Ben’s dad was quiet for a moment. Then he spotted his son’s baseball glove on the floor and picked it up. What’s this? he asked. Ben laughed. Don’t be silly, Dad! It’s my glove. Dad propped the glove up against the wall and tossed a baseball into it. The ball rolled out of the glove and across the floor. Ben’s dad picked up the glove and remarked, your glove is a total failure. Ben smiled. It can’t catch by itself, he said. The glove doesn’t work too well unless my hand is in it.
Dad nodded. You’re just like this glove. God has a purpose for your life, Ben. You put your hand inside the glove to give it guidance and strength, you give it the power to catch the ball. In the same way, God will give you the power to do whatever He calls you to do. It’s His mighty hand that does the work when you are willing to be used.
A fruitful life begins when we place it in God’s hands. It’s our desire to reflect God’s character and love, a desire to live intentionally and leave behind a powerful, positive impact that results in bearing much fruit. That’s what God made us for. Let’s not waste our lives on anything less.

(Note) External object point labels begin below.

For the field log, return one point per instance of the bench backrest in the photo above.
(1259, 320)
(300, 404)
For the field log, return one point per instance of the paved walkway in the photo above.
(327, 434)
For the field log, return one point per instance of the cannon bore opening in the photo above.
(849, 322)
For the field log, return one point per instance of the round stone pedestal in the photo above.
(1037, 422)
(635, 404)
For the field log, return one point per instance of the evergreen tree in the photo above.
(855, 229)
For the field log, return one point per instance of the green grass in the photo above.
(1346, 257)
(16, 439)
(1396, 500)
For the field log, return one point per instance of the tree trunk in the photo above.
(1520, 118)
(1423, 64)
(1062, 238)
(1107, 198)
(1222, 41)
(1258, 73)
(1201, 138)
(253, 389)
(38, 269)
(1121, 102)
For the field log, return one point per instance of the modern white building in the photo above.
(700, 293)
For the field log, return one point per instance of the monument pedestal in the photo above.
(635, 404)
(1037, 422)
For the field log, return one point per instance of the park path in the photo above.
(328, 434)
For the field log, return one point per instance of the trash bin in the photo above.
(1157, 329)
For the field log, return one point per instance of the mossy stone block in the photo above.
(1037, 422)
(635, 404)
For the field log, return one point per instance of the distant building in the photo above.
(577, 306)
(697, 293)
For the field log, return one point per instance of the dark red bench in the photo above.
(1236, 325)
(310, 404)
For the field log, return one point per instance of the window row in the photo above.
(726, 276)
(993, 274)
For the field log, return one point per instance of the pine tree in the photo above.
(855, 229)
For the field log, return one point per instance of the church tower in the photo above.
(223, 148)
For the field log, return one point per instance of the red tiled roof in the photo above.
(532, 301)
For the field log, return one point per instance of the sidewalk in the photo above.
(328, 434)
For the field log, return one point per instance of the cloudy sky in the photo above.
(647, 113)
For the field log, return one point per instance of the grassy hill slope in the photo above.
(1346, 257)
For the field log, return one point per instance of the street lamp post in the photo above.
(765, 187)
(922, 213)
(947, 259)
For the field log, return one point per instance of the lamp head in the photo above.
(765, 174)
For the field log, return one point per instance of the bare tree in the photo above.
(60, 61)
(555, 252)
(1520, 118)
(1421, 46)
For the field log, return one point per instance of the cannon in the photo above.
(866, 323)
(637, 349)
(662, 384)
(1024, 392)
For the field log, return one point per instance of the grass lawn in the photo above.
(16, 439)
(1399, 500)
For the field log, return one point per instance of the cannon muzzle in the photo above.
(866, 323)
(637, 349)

Jesus had only a short time on this earth to pour His love and His strength and His purpose into others. He had only a short time to heal and teach and empower those around Him. And He used every moment He had to share the reality of God and God’s love for us. And two thousand years later, His life and legacy are still speaking to people all over the world. That’s the final proof of a fruitful life. Life is short. Your fruitfulness will be determined by how much your life reflects the character and love of God. God will use you to empower you and leave a legacy of love which flows from His love for you.